Además de dar material a diario, como para llenar páginas y páginas de los medios con el tema electoral de octubre -un poco lejos, como será cuando estemos cerca- y a tal punto de anularle una visita programada a un presidente africano, nos preguntamos: ¿se estará tratando, evaluando, en la esfera gobernante, qué derivaciones podría tener el desencuentro del euro?

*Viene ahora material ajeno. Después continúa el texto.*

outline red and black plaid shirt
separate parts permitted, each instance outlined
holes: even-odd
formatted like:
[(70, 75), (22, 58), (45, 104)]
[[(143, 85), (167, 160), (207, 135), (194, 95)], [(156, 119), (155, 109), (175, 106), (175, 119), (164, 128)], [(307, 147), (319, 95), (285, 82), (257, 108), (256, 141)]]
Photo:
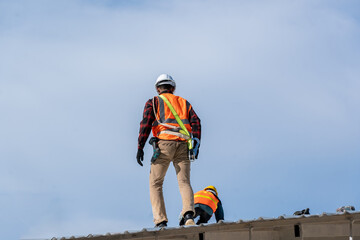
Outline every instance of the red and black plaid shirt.
[[(171, 92), (163, 92), (163, 93), (171, 93)], [(157, 109), (158, 99), (155, 98), (154, 101), (155, 109)], [(138, 139), (138, 148), (143, 149), (148, 139), (153, 122), (156, 121), (154, 108), (153, 108), (153, 99), (149, 99), (144, 108), (143, 119), (140, 122), (140, 131), (139, 131), (139, 139)], [(201, 124), (200, 118), (196, 115), (194, 109), (191, 107), (189, 111), (189, 122), (192, 130), (193, 137), (198, 139), (201, 138)]]

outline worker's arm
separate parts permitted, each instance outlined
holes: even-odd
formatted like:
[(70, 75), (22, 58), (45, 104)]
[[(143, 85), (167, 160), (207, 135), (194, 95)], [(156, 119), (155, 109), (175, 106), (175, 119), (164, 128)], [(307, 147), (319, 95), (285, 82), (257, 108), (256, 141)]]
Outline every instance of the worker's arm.
[(191, 107), (189, 111), (189, 120), (192, 130), (192, 135), (194, 138), (201, 139), (201, 122), (198, 115), (195, 113), (194, 109)]
[(144, 107), (143, 119), (140, 122), (139, 138), (138, 138), (138, 149), (143, 149), (148, 139), (152, 124), (155, 120), (153, 111), (152, 99), (149, 99)]
[(215, 211), (215, 218), (216, 218), (216, 222), (220, 221), (220, 220), (224, 220), (224, 209), (222, 207), (222, 203), (219, 199), (219, 203), (217, 205), (217, 209)]

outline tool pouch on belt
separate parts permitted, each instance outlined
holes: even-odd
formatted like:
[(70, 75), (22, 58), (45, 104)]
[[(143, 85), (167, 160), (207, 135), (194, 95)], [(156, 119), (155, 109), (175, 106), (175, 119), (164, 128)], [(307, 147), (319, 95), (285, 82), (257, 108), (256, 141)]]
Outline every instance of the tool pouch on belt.
[(192, 138), (192, 140), (194, 142), (193, 143), (194, 147), (192, 149), (189, 149), (189, 159), (190, 161), (195, 161), (200, 147), (200, 140), (198, 138)]
[(159, 155), (160, 155), (160, 148), (159, 148), (159, 146), (158, 146), (158, 141), (159, 141), (159, 139), (158, 138), (156, 138), (156, 137), (152, 137), (152, 138), (150, 138), (150, 140), (149, 140), (149, 144), (151, 145), (151, 146), (153, 146), (153, 150), (154, 150), (154, 153), (153, 153), (153, 155), (152, 155), (152, 157), (151, 157), (151, 163), (154, 163), (155, 161), (156, 161), (156, 159), (159, 157)]

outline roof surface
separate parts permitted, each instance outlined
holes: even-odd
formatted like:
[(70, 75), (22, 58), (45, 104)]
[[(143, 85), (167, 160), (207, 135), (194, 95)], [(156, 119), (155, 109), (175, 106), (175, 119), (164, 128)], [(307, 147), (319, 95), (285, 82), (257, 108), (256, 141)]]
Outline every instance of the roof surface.
[[(314, 225), (317, 226), (316, 231), (313, 230), (314, 228), (312, 226)], [(267, 235), (271, 235), (271, 239), (283, 239), (274, 238), (275, 232), (277, 233), (277, 236), (287, 236), (284, 239), (292, 239), (292, 236), (294, 235), (294, 226), (298, 226), (299, 229), (301, 228), (301, 230), (299, 230), (299, 233), (295, 233), (295, 235), (302, 234), (303, 236), (313, 236), (314, 234), (330, 234), (330, 236), (352, 236), (353, 234), (359, 234), (360, 237), (360, 212), (345, 211), (343, 213), (323, 213), (320, 215), (301, 216), (281, 215), (277, 218), (259, 217), (258, 219), (253, 220), (240, 219), (235, 222), (220, 221), (219, 223), (201, 224), (198, 226), (167, 227), (163, 229), (144, 228), (140, 231), (106, 233), (104, 235), (89, 234), (88, 236), (71, 236), (68, 238), (54, 237), (52, 238), (52, 240), (216, 239), (216, 237), (211, 238), (211, 236), (220, 236), (219, 234), (223, 235), (221, 239), (232, 239), (232, 237), (225, 237), (229, 236), (230, 233), (232, 234), (232, 236), (234, 236), (234, 234), (237, 234), (237, 239), (270, 239), (266, 238)], [(322, 231), (324, 233), (321, 233)], [(260, 233), (262, 234), (262, 237), (260, 238), (247, 237), (247, 235), (256, 236), (256, 234), (259, 235)], [(206, 238), (203, 237), (204, 234), (207, 236)], [(241, 234), (245, 237), (239, 238), (238, 236), (240, 236)]]

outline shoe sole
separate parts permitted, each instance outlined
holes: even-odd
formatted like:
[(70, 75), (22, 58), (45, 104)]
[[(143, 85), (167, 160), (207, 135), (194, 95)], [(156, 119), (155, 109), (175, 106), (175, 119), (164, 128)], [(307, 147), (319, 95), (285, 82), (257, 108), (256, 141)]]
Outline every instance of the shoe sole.
[(194, 220), (192, 220), (192, 219), (188, 219), (188, 220), (186, 221), (185, 225), (186, 225), (186, 226), (192, 226), (192, 225), (195, 225), (195, 222), (194, 222)]

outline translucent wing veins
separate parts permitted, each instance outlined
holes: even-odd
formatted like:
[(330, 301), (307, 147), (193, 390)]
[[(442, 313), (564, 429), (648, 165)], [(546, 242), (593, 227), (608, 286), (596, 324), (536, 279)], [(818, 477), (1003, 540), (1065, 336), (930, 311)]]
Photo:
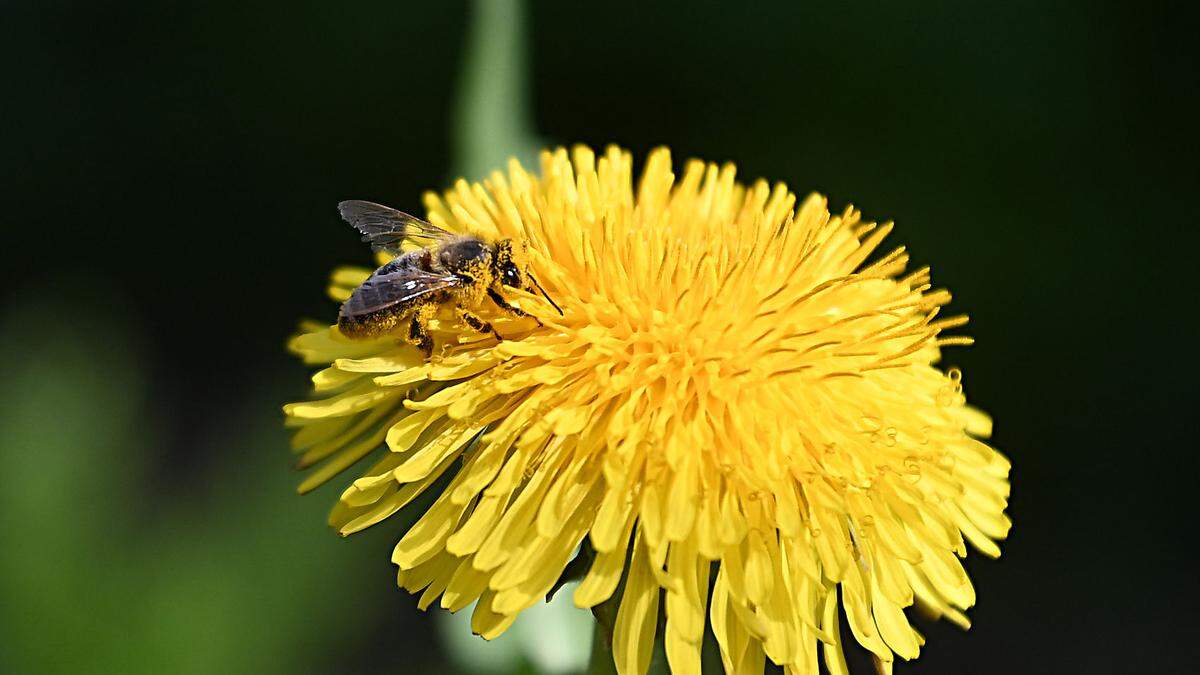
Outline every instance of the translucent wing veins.
[(362, 233), (363, 241), (375, 251), (386, 251), (398, 255), (401, 245), (411, 241), (418, 246), (449, 239), (454, 235), (432, 223), (403, 211), (361, 199), (350, 199), (338, 204), (342, 220)]

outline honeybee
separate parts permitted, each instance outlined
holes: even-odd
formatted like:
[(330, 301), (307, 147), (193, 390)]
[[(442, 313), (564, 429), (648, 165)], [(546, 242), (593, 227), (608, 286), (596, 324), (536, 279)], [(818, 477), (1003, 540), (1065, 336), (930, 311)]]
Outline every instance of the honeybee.
[[(338, 204), (338, 213), (362, 233), (375, 251), (396, 256), (371, 273), (338, 313), (338, 330), (351, 339), (390, 334), (407, 322), (407, 341), (428, 358), (433, 353), (429, 320), (441, 307), (454, 311), (471, 328), (503, 338), (490, 323), (468, 307), (484, 297), (514, 316), (529, 316), (504, 299), (504, 288), (540, 292), (554, 309), (559, 308), (541, 284), (513, 261), (513, 242), (488, 242), (471, 235), (447, 232), (432, 223), (396, 209), (357, 199)], [(420, 248), (403, 252), (402, 245)], [(541, 321), (534, 317), (541, 325)]]

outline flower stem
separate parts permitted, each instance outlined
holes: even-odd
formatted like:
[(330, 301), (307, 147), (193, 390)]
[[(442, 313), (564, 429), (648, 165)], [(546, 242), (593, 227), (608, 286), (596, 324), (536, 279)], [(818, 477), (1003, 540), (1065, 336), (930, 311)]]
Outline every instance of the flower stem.
[(588, 658), (587, 675), (616, 675), (611, 640), (611, 628), (597, 619), (592, 627), (592, 655)]
[[(624, 580), (621, 586), (624, 587)], [(613, 627), (617, 623), (617, 610), (620, 606), (620, 588), (607, 601), (592, 608), (592, 616), (596, 624), (592, 629), (592, 653), (588, 659), (586, 675), (616, 675), (617, 667), (613, 662), (612, 636)], [(661, 619), (661, 616), (660, 616)], [(660, 620), (661, 624), (662, 621)], [(650, 657), (650, 668), (646, 675), (669, 675), (671, 667), (667, 664), (667, 655), (663, 646), (663, 629), (658, 626), (654, 636), (654, 651)]]

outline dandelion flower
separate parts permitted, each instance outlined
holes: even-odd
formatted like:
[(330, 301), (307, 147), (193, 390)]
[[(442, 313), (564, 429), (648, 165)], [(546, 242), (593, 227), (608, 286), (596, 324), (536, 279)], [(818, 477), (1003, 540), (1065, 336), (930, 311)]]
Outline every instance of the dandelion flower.
[[(384, 447), (342, 493), (342, 534), (423, 491), (432, 505), (392, 553), (398, 583), (502, 633), (581, 548), (579, 607), (619, 602), (612, 653), (644, 673), (656, 638), (671, 669), (700, 671), (706, 622), (725, 670), (770, 659), (846, 671), (849, 634), (888, 670), (924, 643), (914, 604), (966, 627), (964, 541), (988, 556), (1009, 528), (1008, 461), (979, 440), (962, 376), (937, 367), (965, 316), (891, 231), (830, 215), (786, 186), (739, 184), (732, 165), (585, 147), (516, 161), (482, 184), (428, 195), (435, 225), (523, 242), (540, 320), (481, 306), (504, 336), (450, 308), (434, 355), (395, 338), (309, 327), (291, 348), (324, 366), (313, 400), (285, 407), (315, 470), (307, 491)], [(344, 299), (368, 274), (344, 269)], [(495, 310), (493, 307), (492, 310)], [(624, 581), (621, 584), (622, 580)], [(614, 597), (614, 593), (619, 594)]]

Algún lector, seguramente, se estará sonriendo frente a lo que le suene como una inocentada. Pero, en caso de suceder lo que imaginamos (que nadie se hace cargo de estimar efectos y plantear estrategias) es otra cuestión que puede agregarse a lo poco serio de una gestión. Por momentos parece haber tiempo para todo, hasta para ir en persona a inaugurar un colegio barrial, pero no parece haberlo para tratar los asuntos que hacen a la base de la Nación. El caso del euro es como para desgranarlo con sapiencia, con conocimientos profundos de política internacional, y como para ya estar elevando un informe a la Presidencia con las hipótesis y las alternativas. Si Francia queda sola en su posición, si se le agregan varios otros, si solamente será Holanda. ¿Qué puede ocurrir con los siguientes pasos de semejante región unificada, en el caso de que suceda «A», o en el de «B»? ¿Qué debería ya estar elaborando la Argentina, frente a lo que puede ser un cambio tenue, o radical, de escenario? ¿Cómo quedarían nuestros intereses, respecto de un reacomodamiento entre las divisas? Nada parece suceder, como si todavía estuviera gobernando un Sarmiento y enterándose de las noticias por barco: o desesperado, como lo hizo, queriendo inaugurar el telégrafo. ¿Se están dando cuenta nuestros políticos, en especial los gobernantes, de que existen otras cuestiones además de si Cristina o Chiche?
 
Si le preguntamos a nuestro mismo sonriente lector dónde nos llevará esto, suponemos la simple respuesta: a lo de siempre. En tales casos de ostracismo, ante el contexto, y la energía solamente dispuesta por un objetivo, que no es el primordial para un país, nos viene a la memoria de inmediato la definición que daba Ambrose Bierce sobre el fanatismo: «Es redoblar el esfuerzo, cuando se ha olvidado el fin». La finalidad, creemos, es gobernar. Es estar vigilando la pantalla del mundo, para poder estar atentos a todo aquello que pueda cambiar el ritmo de la Nación. Imbricado en sucesos locales de primera prioridad, para proteger lo económico y lo social.

Estamos saturados, al menos nosotros, de gobiernos que han tenido todo como para hacer lucir sus períodos y, por un mal querer, se han perdido un buen poder. Por luchas palaciegas, por estúpidas confrontaciones o arranques personalistas. Es la triste historia repetida, desde el retorno de la democracia.